Ann Arbor can leverage; Flint cannot.
Does that seem rational, or right?
Toledo, one of the poorest cities in the nation, will not be able to leverage much infrastructure repair, even if the ratio is for four or five dollars to one. We do not have enough money for basic maintenance of the city now. It is said that it would cost $1.3 billion to totally fix all our streets. Where would the city find $300 million-plus?
And Youngstown, Gary, and East St. Louis would all have even less. So they will left behind in the great rebuilding of the nation.
This is ironic, because if one drove the back roads of Ohio, or rural Pennsylvania, or Kentucky, or Indiana a little more than a year ago, one saw that they were thick with Trump-Pence yard signs.
The president needs to remember who voted for him.
Can you imagine Franklin Roosevelt saying in 1933 and 1936: We will create the Tennessee Valley, and a Rural Electrification Program, but only if the poor people of Tennessee can leverage it?
They never could have done so.
The GOP loves this leveraging concept.
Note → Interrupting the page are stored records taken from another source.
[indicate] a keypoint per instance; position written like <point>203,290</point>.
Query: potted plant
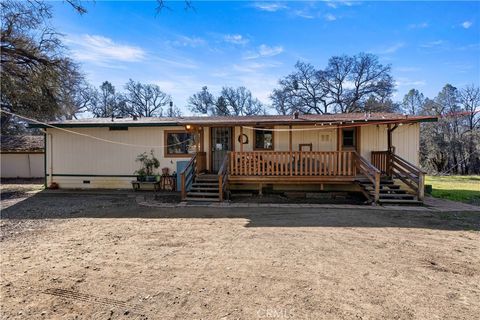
<point>149,164</point>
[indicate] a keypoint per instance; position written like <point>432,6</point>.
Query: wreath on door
<point>243,138</point>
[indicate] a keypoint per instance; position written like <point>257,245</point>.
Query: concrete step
<point>205,178</point>
<point>202,194</point>
<point>400,202</point>
<point>197,188</point>
<point>204,184</point>
<point>396,196</point>
<point>202,199</point>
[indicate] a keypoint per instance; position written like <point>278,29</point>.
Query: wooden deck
<point>309,167</point>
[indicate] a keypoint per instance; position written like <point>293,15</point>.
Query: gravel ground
<point>88,256</point>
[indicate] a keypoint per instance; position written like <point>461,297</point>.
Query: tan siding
<point>80,155</point>
<point>22,165</point>
<point>373,138</point>
<point>405,139</point>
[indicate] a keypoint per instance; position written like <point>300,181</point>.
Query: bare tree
<point>344,86</point>
<point>231,101</point>
<point>240,102</point>
<point>301,90</point>
<point>281,102</point>
<point>470,100</point>
<point>146,100</point>
<point>35,71</point>
<point>413,102</point>
<point>202,102</point>
<point>173,111</point>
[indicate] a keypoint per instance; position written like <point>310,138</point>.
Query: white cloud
<point>254,66</point>
<point>421,25</point>
<point>303,14</point>
<point>467,24</point>
<point>392,49</point>
<point>407,69</point>
<point>336,3</point>
<point>184,41</point>
<point>265,51</point>
<point>406,82</point>
<point>269,6</point>
<point>433,44</point>
<point>100,49</point>
<point>236,39</point>
<point>330,17</point>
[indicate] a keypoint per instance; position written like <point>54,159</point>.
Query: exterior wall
<point>22,165</point>
<point>321,139</point>
<point>405,139</point>
<point>77,158</point>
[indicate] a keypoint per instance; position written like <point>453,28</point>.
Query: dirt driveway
<point>105,257</point>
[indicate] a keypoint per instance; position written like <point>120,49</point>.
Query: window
<point>348,136</point>
<point>179,143</point>
<point>264,139</point>
<point>122,128</point>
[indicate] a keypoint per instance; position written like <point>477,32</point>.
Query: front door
<point>221,143</point>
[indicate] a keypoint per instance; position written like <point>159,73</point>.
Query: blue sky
<point>254,44</point>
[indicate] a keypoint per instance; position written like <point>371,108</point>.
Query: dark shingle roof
<point>22,143</point>
<point>239,120</point>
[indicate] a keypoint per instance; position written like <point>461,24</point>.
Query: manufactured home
<point>373,153</point>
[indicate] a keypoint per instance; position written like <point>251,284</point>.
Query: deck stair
<point>204,188</point>
<point>390,192</point>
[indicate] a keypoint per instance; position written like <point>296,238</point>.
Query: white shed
<point>22,157</point>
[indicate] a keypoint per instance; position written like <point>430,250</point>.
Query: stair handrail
<point>187,175</point>
<point>370,171</point>
<point>411,175</point>
<point>223,176</point>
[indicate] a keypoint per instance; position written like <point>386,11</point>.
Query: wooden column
<point>389,138</point>
<point>290,146</point>
<point>241,138</point>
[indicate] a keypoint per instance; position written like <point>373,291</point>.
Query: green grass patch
<point>457,188</point>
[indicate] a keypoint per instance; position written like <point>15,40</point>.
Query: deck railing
<point>370,171</point>
<point>295,163</point>
<point>409,174</point>
<point>397,167</point>
<point>381,160</point>
<point>223,177</point>
<point>188,175</point>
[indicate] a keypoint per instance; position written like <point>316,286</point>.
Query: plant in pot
<point>149,164</point>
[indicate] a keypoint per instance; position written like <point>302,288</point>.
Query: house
<point>22,157</point>
<point>376,154</point>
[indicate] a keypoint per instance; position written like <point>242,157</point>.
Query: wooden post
<point>389,138</point>
<point>184,195</point>
<point>421,186</point>
<point>377,186</point>
<point>220,187</point>
<point>241,138</point>
<point>197,140</point>
<point>290,146</point>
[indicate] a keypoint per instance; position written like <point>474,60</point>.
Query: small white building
<point>22,157</point>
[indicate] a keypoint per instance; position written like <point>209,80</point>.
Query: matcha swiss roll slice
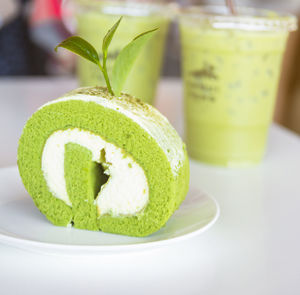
<point>101,162</point>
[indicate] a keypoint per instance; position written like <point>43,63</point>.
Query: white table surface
<point>252,249</point>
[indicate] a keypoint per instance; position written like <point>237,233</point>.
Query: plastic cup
<point>94,18</point>
<point>231,67</point>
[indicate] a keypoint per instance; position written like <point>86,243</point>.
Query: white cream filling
<point>126,191</point>
<point>151,121</point>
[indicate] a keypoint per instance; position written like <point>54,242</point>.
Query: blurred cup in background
<point>231,67</point>
<point>94,18</point>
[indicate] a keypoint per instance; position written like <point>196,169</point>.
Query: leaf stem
<point>104,71</point>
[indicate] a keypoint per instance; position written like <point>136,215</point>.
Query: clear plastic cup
<point>94,18</point>
<point>231,67</point>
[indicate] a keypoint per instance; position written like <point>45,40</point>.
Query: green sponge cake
<point>101,162</point>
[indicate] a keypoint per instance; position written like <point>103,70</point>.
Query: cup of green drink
<point>231,67</point>
<point>94,18</point>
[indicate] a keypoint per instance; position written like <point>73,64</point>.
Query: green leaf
<point>80,47</point>
<point>108,37</point>
<point>125,60</point>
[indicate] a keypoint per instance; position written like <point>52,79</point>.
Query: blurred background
<point>30,29</point>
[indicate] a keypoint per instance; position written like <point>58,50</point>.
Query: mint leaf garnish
<point>126,59</point>
<point>80,47</point>
<point>108,37</point>
<point>123,63</point>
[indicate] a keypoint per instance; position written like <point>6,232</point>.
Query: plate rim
<point>32,245</point>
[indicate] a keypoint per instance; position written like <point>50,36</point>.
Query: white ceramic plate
<point>23,226</point>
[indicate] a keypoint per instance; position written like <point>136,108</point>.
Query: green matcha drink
<point>231,66</point>
<point>95,18</point>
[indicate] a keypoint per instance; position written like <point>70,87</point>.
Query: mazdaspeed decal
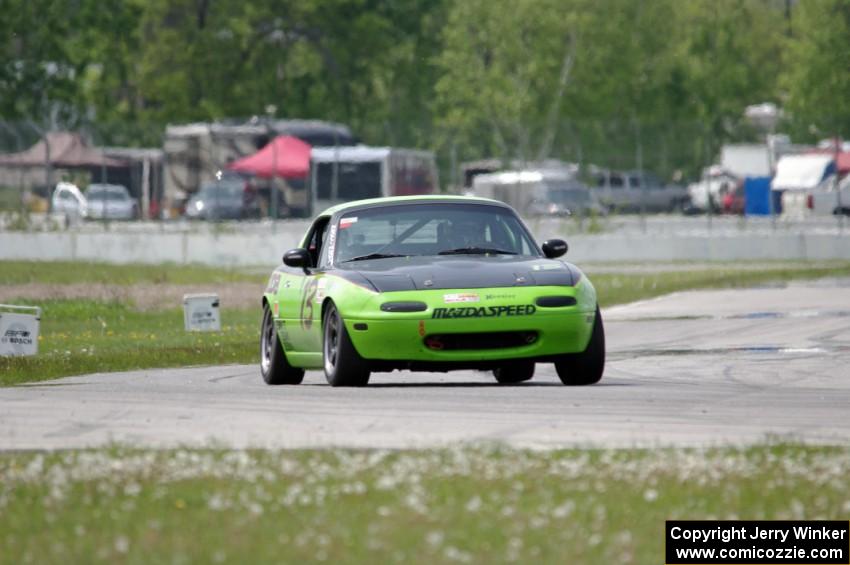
<point>548,267</point>
<point>461,297</point>
<point>484,311</point>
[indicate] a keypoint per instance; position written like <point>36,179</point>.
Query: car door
<point>307,293</point>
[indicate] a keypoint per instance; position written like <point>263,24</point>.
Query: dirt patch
<point>141,296</point>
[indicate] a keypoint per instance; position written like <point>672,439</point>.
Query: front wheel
<point>585,368</point>
<point>343,365</point>
<point>274,366</point>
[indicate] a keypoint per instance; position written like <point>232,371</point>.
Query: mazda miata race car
<point>428,283</point>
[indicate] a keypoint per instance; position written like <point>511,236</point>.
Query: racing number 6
<point>307,298</point>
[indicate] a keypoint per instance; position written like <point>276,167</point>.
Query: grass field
<point>82,336</point>
<point>470,505</point>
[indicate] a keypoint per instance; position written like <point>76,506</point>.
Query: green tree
<point>817,74</point>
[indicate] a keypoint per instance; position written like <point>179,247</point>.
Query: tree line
<point>591,80</point>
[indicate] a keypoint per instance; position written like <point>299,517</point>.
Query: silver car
<point>110,202</point>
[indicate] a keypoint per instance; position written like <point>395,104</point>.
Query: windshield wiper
<point>476,251</point>
<point>373,256</point>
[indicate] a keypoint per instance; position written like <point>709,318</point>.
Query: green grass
<point>627,287</point>
<point>468,505</point>
<point>79,336</point>
<point>68,272</point>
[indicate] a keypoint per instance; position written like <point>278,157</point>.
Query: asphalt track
<point>694,368</point>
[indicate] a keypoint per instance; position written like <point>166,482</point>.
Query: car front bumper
<point>508,326</point>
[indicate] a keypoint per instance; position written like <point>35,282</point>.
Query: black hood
<point>467,271</point>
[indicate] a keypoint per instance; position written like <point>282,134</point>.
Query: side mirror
<point>299,258</point>
<point>553,248</point>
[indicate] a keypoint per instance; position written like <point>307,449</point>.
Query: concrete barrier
<point>246,249</point>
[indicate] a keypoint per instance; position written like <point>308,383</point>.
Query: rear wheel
<point>585,368</point>
<point>274,366</point>
<point>343,365</point>
<point>512,372</point>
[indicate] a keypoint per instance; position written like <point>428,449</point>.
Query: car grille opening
<point>483,340</point>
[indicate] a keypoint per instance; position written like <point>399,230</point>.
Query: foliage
<point>657,84</point>
<point>818,76</point>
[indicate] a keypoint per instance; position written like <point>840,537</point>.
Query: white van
<point>342,174</point>
<point>539,192</point>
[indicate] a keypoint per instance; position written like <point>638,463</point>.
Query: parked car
<point>539,192</point>
<point>825,199</point>
<point>707,193</point>
<point>110,202</point>
<point>570,198</point>
<point>68,201</point>
<point>226,199</point>
<point>634,191</point>
<point>734,200</point>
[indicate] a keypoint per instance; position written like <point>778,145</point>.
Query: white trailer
<point>342,174</point>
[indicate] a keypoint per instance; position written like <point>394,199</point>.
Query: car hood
<point>460,271</point>
<point>98,205</point>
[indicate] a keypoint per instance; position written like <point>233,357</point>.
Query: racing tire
<point>585,368</point>
<point>343,365</point>
<point>274,366</point>
<point>513,372</point>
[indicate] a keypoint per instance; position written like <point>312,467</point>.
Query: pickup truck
<point>634,191</point>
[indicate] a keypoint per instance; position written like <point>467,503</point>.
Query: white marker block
<point>201,313</point>
<point>19,327</point>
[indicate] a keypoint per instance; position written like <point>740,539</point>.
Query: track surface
<point>693,368</point>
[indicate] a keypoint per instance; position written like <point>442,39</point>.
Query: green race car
<point>428,283</point>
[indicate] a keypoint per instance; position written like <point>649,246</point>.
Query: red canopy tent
<point>285,156</point>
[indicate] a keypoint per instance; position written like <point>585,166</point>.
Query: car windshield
<point>430,229</point>
<point>568,194</point>
<point>107,195</point>
<point>222,190</point>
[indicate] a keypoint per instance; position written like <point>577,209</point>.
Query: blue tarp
<point>757,194</point>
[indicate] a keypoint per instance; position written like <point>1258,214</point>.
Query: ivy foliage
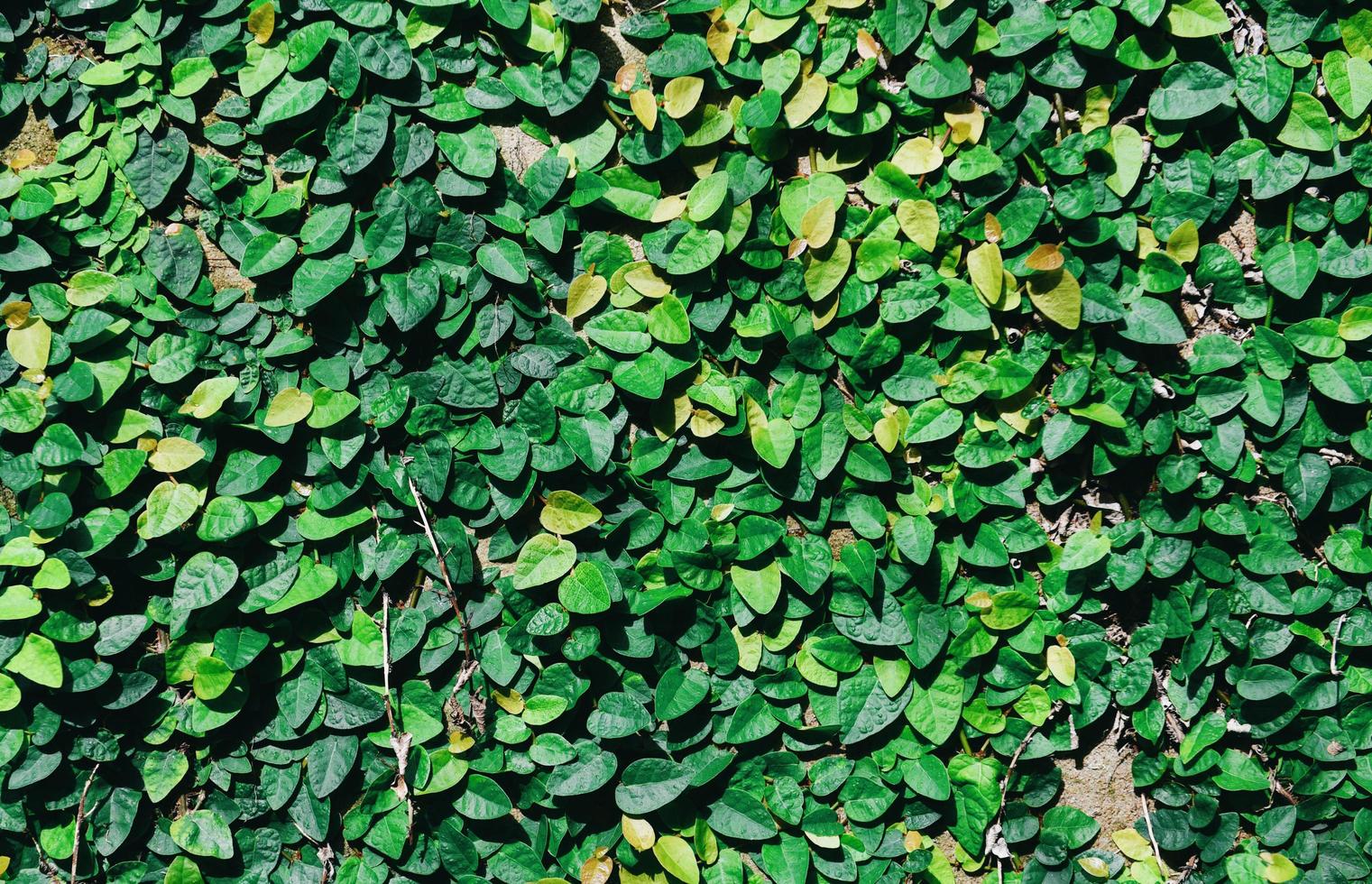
<point>503,441</point>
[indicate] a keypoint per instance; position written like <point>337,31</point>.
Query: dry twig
<point>400,740</point>
<point>444,573</point>
<point>76,843</point>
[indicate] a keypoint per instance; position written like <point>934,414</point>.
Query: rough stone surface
<point>1100,783</point>
<point>34,136</point>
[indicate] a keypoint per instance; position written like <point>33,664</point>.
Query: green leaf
<point>157,165</point>
<point>542,560</point>
<point>1308,125</point>
<point>677,858</point>
<point>39,662</point>
<point>203,833</point>
<point>566,512</point>
<point>503,260</point>
<point>760,589</point>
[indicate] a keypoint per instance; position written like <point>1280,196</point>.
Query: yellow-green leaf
<point>987,272</point>
<point>566,512</point>
<point>31,344</point>
<point>918,220</point>
<point>289,407</point>
<point>1058,297</point>
<point>677,858</point>
<point>584,294</point>
<point>262,23</point>
<point>1063,665</point>
<point>174,455</point>
<point>918,157</point>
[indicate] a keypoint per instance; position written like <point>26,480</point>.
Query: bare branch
<point>444,573</point>
<point>76,843</point>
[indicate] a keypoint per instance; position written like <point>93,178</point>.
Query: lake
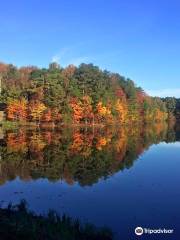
<point>112,176</point>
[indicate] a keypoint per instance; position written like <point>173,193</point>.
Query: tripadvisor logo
<point>139,231</point>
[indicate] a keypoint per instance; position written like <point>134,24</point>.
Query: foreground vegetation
<point>18,223</point>
<point>77,95</point>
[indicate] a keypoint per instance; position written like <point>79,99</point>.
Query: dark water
<point>120,178</point>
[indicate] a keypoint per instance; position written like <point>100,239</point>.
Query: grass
<point>18,223</point>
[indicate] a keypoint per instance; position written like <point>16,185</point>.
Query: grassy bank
<point>18,223</point>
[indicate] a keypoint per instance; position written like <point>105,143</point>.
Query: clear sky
<point>137,38</point>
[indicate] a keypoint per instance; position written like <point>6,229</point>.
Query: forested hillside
<point>77,95</point>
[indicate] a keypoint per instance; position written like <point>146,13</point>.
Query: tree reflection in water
<point>78,154</point>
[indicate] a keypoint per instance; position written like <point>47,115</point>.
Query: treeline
<point>79,95</point>
<point>173,107</point>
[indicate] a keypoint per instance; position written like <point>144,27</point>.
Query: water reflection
<point>76,154</point>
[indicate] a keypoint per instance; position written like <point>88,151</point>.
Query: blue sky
<point>137,38</point>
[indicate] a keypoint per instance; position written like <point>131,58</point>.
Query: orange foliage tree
<point>17,110</point>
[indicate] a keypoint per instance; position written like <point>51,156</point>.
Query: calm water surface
<point>120,178</point>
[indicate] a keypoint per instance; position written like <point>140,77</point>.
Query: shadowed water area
<point>115,177</point>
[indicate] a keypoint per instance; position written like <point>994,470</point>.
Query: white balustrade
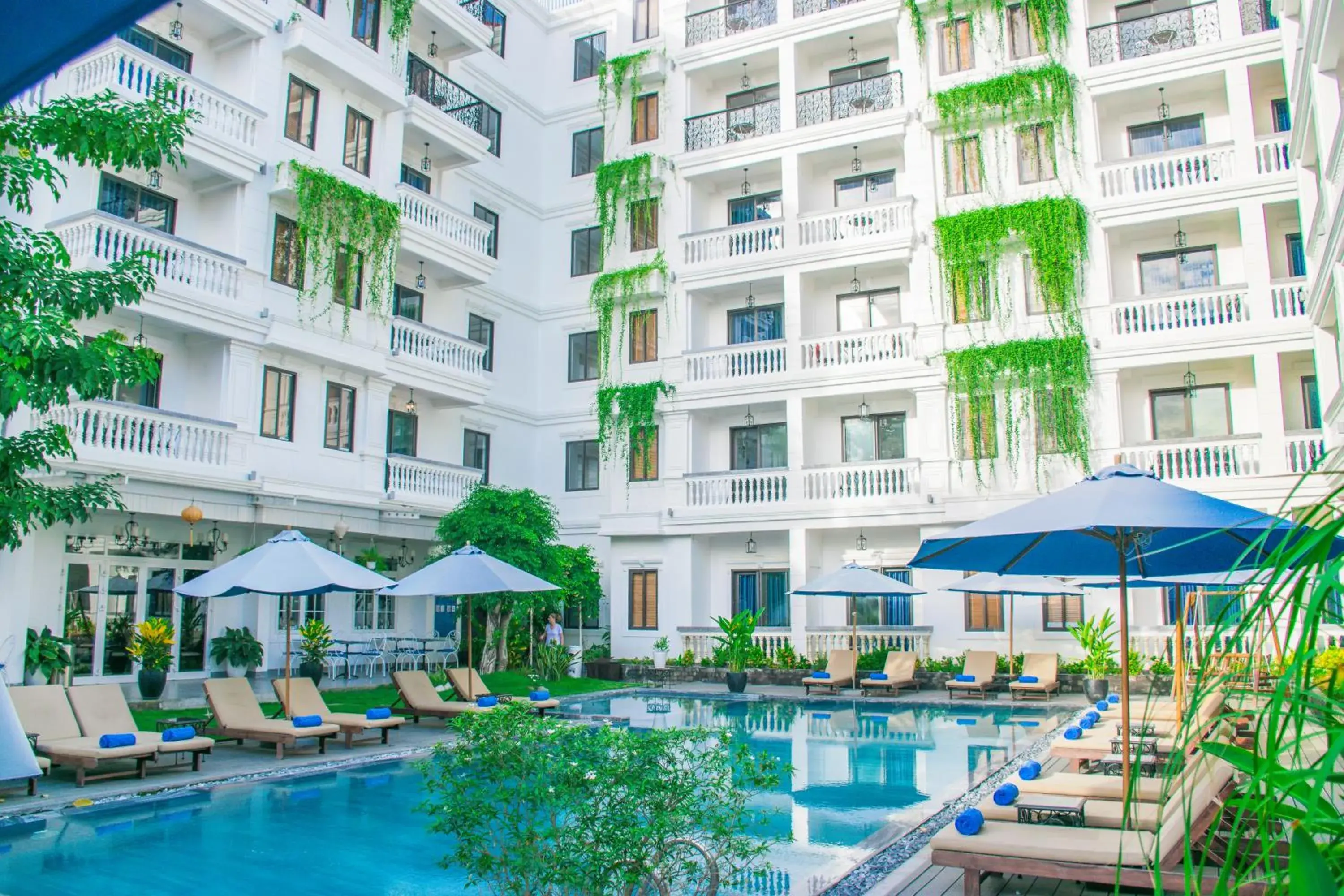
<point>736,362</point>
<point>436,347</point>
<point>449,225</point>
<point>1180,170</point>
<point>737,242</point>
<point>97,237</point>
<point>1182,312</point>
<point>136,74</point>
<point>861,347</point>
<point>113,432</point>
<point>892,220</point>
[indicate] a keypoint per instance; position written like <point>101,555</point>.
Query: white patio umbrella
<point>1008,586</point>
<point>288,566</point>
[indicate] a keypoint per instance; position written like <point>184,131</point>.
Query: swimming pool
<point>863,774</point>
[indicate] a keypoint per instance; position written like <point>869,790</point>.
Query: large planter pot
<point>152,683</point>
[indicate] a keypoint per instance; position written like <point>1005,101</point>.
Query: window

But leveraged infrastructure rebuilding will never reach America’s poorest communities, and therefore it will never reach the people who made the difference for Donald Trump.
It is precisely the communities who cannot leverage infrastructure rebuilding who need it most. It is the poor cities and towns of Middle America who should get infrastructure dollars and projects first.
It is the citizens of those communities, the ones who are hurting and have long been hurting — indeed they have been abandoned for a generation — who came out for Donald Trump in 2016, gave him his electoral edge, and made him the president. That should be leverage enough for them.